Consider the following functional $\Phi:\mathbb R^n\to\mathbb R $: $$ \Phi(x)=\sum_{i=1}^{n-1}(1+x_i)(x_i-x_n)^2(2(1+x_i+x_n)+x_i x_n-x_1). $$ The computer experiments show that it is non-negative for all $x_i\geq 0$. I need to prove this. Note that we have both $\Phi(x)=0$ and $\nabla \Phi(x)=0$ for all $x$ with equal coordinates. The proof should be simple, but I can't manage to find it. Any ideas?

Answer 1

$\Phi$ is not always nonnegative. Let $f(x_i)=(1+x_i)(x_i-x_n)^2(2(1+x_i+x_n)+x_i x_n-x_1)$. When $x_1=7,\,x_2=x_3=\cdots=x_{n-1}=1$ and $x_n=0$, we have, for $2\le i\le n-1$, \begin{aligned} f(x_i) &=(1+x_i)(x_i-x_n)^2(2(1+x_i+x_n)+x_i x_n-x_1)\\ &=2(1)^2\left(2(1+1+0)+0-7\right)\\ &=-6. \end{aligned} Therefore $\Phi(x)=\sum_{i=1}^{n-1}f(x_i)=f(x_1)-6(n-2)$ is negative when $n$ is sufficiently large.

Answer 2

Not an answer, merely recording a partial result, found trying to find the least $n$ with a $\Phi_n(x) < 0$.

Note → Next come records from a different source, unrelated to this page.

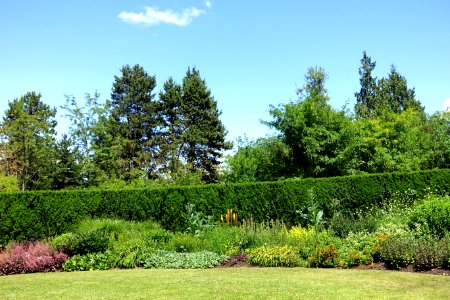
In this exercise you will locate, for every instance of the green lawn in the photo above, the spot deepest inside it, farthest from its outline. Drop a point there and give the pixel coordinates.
(226, 283)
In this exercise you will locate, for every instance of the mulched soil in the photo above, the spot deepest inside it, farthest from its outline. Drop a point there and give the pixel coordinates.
(240, 260)
(410, 268)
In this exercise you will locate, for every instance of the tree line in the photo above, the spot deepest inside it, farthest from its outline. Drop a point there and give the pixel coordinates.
(388, 130)
(139, 138)
(135, 138)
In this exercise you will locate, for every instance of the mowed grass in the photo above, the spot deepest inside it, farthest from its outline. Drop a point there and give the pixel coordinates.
(226, 283)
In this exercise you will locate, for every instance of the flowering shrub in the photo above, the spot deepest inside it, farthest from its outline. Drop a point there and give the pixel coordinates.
(30, 257)
(275, 256)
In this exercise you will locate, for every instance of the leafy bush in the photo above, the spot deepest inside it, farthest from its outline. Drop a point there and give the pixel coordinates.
(175, 260)
(89, 262)
(275, 256)
(432, 216)
(318, 248)
(423, 252)
(186, 243)
(93, 241)
(30, 257)
(226, 239)
(398, 251)
(40, 214)
(236, 259)
(159, 235)
(360, 249)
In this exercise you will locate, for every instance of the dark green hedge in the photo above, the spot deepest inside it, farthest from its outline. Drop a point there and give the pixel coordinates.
(34, 215)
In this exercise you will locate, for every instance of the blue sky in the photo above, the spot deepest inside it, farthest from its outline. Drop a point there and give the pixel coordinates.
(251, 53)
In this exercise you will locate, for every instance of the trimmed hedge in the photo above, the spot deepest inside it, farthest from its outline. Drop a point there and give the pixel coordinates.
(39, 214)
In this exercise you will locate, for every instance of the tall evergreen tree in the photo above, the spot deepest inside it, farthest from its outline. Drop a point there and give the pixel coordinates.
(28, 131)
(396, 95)
(133, 122)
(312, 129)
(193, 132)
(366, 98)
(67, 172)
(172, 126)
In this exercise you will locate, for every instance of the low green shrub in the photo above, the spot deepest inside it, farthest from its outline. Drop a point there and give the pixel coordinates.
(89, 262)
(227, 240)
(96, 240)
(275, 256)
(360, 249)
(342, 226)
(432, 216)
(40, 214)
(159, 235)
(175, 260)
(398, 251)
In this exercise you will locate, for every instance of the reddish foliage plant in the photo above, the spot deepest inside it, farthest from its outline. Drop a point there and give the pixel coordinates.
(30, 257)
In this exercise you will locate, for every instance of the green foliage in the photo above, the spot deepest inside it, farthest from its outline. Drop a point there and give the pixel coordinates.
(191, 129)
(423, 252)
(226, 239)
(390, 94)
(28, 130)
(89, 262)
(186, 243)
(275, 256)
(132, 123)
(312, 129)
(8, 183)
(319, 249)
(265, 159)
(196, 222)
(34, 215)
(360, 249)
(175, 260)
(432, 216)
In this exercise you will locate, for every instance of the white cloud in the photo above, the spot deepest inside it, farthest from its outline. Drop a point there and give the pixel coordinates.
(446, 105)
(154, 16)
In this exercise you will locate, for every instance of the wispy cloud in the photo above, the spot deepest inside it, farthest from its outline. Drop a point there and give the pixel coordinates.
(446, 105)
(154, 16)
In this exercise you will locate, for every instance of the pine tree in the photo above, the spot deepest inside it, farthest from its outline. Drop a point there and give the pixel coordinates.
(192, 131)
(133, 122)
(395, 93)
(366, 99)
(28, 131)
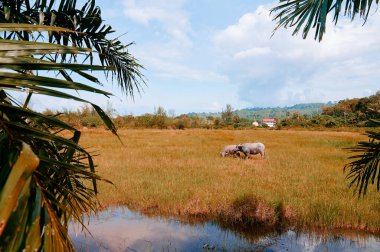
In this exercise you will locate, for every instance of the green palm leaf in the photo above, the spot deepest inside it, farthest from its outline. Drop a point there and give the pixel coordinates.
(306, 14)
(44, 174)
(90, 32)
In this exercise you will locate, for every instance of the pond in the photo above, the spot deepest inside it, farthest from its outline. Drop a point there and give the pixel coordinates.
(120, 229)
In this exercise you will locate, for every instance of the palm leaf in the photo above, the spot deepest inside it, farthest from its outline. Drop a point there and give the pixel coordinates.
(307, 14)
(365, 169)
(90, 32)
(38, 199)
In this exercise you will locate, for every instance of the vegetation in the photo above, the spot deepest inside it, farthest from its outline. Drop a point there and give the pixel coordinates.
(307, 14)
(180, 173)
(46, 178)
(257, 113)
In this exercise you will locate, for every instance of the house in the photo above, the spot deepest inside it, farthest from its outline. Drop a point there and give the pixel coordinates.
(271, 122)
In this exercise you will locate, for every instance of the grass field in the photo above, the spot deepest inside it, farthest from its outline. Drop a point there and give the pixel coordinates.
(180, 173)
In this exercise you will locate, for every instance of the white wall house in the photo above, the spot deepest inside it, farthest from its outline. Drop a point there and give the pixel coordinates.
(271, 122)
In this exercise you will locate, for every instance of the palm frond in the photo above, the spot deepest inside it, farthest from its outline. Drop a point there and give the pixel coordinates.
(306, 14)
(365, 169)
(41, 191)
(90, 32)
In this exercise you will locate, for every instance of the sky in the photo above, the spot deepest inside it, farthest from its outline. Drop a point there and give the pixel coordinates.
(200, 55)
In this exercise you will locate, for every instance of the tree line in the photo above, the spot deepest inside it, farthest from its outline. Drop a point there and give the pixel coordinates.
(356, 112)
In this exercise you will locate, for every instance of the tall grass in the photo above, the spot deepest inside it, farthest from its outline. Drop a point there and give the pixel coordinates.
(172, 172)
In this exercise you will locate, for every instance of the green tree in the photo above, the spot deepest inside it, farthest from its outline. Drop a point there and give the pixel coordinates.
(307, 14)
(45, 175)
(227, 115)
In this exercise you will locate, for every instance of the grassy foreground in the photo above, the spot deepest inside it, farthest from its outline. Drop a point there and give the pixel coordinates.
(180, 173)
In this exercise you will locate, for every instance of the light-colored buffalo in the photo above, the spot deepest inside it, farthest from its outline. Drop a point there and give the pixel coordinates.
(229, 150)
(252, 148)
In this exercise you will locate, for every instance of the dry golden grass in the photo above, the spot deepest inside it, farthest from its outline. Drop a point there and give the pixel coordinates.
(180, 173)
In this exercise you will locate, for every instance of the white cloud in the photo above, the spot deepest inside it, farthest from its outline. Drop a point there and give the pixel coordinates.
(256, 51)
(286, 69)
(169, 14)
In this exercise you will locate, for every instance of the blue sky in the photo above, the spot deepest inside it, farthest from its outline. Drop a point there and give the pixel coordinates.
(201, 55)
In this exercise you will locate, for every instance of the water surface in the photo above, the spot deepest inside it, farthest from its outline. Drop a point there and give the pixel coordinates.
(120, 229)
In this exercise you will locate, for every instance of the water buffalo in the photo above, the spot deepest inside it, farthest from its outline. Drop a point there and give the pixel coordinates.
(252, 148)
(229, 150)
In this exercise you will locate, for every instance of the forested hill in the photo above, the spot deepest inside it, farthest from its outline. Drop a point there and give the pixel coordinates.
(277, 112)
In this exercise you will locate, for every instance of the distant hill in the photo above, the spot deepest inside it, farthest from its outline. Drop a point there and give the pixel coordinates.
(276, 112)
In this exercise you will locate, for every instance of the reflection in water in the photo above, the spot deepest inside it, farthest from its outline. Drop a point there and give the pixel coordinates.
(122, 230)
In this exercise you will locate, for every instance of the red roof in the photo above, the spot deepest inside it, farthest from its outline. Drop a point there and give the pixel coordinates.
(269, 120)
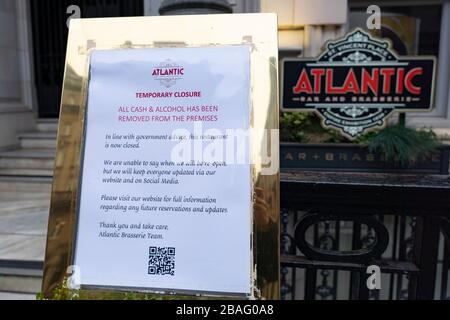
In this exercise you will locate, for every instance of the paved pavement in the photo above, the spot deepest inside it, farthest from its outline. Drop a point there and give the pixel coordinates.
(23, 224)
(16, 296)
(24, 208)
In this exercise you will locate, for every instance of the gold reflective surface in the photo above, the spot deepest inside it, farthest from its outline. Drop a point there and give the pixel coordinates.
(257, 30)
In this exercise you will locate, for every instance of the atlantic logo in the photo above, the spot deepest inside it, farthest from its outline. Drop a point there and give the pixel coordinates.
(168, 73)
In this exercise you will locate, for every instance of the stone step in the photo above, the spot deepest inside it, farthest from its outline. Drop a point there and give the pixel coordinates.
(20, 276)
(29, 159)
(16, 296)
(38, 140)
(18, 183)
(26, 173)
(47, 125)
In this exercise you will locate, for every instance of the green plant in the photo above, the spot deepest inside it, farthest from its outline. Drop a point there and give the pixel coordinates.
(305, 127)
(396, 143)
(404, 145)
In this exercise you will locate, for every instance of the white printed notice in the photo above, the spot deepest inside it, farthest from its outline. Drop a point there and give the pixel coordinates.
(163, 207)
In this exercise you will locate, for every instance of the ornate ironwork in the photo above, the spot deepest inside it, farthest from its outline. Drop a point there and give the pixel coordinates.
(372, 251)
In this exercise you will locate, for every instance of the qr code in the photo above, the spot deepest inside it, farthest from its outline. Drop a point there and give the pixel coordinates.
(161, 261)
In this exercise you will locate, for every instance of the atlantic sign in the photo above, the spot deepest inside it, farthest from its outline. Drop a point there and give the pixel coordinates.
(357, 83)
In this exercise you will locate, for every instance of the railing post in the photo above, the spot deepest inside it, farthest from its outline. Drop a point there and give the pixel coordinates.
(426, 256)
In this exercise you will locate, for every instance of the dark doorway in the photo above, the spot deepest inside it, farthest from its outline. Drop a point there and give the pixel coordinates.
(50, 39)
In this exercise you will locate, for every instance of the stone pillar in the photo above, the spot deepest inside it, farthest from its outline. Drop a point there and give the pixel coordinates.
(16, 114)
(179, 7)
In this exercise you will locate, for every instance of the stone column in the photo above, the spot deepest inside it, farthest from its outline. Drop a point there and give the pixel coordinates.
(179, 7)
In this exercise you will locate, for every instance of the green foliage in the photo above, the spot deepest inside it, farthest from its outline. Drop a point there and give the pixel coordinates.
(396, 143)
(401, 144)
(62, 292)
(305, 127)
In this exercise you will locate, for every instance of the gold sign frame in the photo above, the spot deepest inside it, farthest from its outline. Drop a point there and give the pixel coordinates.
(259, 31)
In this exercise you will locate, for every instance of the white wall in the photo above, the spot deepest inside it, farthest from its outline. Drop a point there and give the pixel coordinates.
(16, 89)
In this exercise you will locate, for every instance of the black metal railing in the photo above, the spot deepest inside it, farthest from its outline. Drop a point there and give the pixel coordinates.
(335, 225)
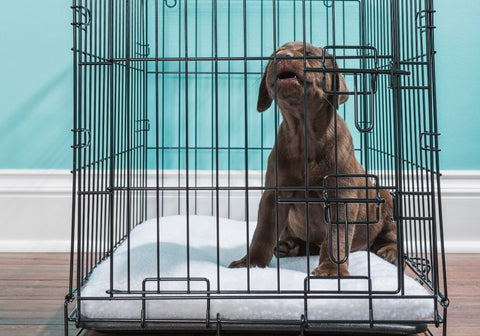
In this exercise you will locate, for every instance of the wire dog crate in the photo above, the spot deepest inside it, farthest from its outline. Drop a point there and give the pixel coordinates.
(166, 130)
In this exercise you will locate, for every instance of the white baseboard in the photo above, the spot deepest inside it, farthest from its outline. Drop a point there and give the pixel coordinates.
(35, 209)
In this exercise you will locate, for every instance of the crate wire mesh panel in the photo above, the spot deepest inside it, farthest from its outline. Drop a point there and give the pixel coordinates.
(165, 123)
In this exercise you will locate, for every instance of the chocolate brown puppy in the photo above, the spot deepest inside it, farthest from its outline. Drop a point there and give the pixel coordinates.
(286, 82)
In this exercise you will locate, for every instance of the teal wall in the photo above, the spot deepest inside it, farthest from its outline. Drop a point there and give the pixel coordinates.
(36, 84)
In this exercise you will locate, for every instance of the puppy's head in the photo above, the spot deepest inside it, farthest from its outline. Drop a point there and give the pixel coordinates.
(286, 82)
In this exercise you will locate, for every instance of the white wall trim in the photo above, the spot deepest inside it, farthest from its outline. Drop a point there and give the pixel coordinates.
(35, 209)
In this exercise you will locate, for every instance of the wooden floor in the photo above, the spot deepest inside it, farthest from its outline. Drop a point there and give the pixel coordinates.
(33, 287)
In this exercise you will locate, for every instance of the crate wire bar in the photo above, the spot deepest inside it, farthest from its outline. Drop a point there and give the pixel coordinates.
(165, 124)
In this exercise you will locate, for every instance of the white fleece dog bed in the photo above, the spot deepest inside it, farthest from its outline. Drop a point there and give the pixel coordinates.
(203, 263)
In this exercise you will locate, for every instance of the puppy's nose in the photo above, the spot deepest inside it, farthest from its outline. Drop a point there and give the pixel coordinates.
(285, 53)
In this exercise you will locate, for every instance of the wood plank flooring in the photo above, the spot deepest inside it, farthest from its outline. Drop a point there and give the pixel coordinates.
(32, 288)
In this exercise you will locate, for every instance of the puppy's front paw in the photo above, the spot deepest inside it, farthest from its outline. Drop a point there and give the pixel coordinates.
(329, 269)
(243, 263)
(289, 247)
(389, 253)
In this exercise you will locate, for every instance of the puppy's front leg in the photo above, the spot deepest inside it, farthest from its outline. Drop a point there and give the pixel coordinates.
(263, 241)
(333, 258)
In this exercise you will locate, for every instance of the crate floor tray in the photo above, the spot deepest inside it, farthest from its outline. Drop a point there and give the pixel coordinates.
(210, 246)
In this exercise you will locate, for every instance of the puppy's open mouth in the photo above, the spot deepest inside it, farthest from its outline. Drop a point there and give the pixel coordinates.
(289, 75)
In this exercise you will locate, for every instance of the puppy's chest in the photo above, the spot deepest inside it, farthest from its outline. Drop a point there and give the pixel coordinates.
(293, 174)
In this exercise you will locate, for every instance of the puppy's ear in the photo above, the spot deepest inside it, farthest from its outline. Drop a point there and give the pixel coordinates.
(264, 99)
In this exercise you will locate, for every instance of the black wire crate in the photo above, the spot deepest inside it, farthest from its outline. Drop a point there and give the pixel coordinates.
(331, 194)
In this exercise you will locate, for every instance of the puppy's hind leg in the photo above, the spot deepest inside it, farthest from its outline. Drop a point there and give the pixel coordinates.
(385, 244)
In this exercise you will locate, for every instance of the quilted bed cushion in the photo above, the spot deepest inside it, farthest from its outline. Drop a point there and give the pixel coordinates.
(203, 263)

\begin{align*} \Phi_{78}(\frac{13018}{3}, 1626, \dots, 1626,0) = \frac{-868\,706\,947\,328}{81} \end{align*} In fact, $\Phi_{78}\left( \frac{25979 b}{9736}, b, \dots, b, 0 \right)$ has constant negative fourth derivative and has negative first, second, and third derivatives as soon as $b > 1200.487\dots$, so $\Phi_{78}$ decreases like $\Theta(-b^4)$ starting there. (More on $\Theta$.)